Approximate Solution of a Neutrosophic Nonlinear Van der Pol Oscillator Problem by Semi Analytical Method Using Thick Function

                                                    George A. Toma¹*, Fahed Farhood², Taqi A. Alkhatib³

¹Department of fundamental sciences, Higher Institute for Applied Sciences and Technology, Aleppo - Syria

^2,3Department of mathematics, Faculty of Science, Aleppo University, Aleppo -  Syria

Emails: george.toma@hiast.edu.sy¹; fhmath@yahoo.com²;  taaaqimath@gmail.com³

Abstract

In this paper, an analytical method (Homotopy perturbation method HPM) is used for solving the initial value problem represented by a neutrosophic nonlinear Van der Pol oscillator equation (N-VDP) arising in applied dynamics using the thick function.

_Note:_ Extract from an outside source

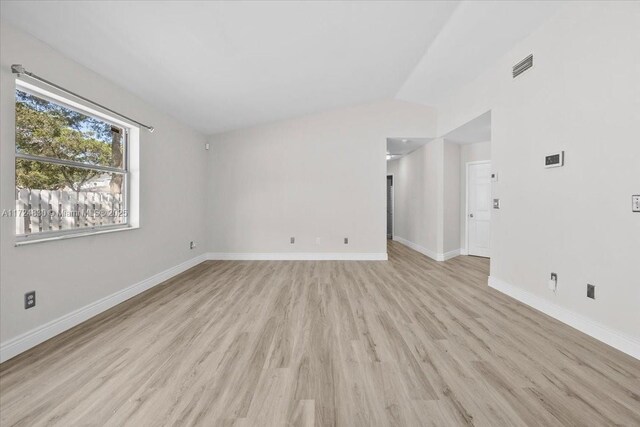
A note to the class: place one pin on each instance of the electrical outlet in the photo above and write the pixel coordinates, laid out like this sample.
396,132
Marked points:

We find the solutions of the (N-VDP) equation by HPM and then compare the numerical results with fourth order Runge-Kutta method (RK4). The results showed that the HPM lead to accurate and efficient results. Furthermore, these results of the HPM scheme and RK4 are implemented in Matlab.

Keywords: Neutrosophic Van der pol oscillator; Neutrosophic thick function; Homotopy perturbation method; Nonlinear initial value problem; Fourth Order Runge-Kutta; Approximate solution.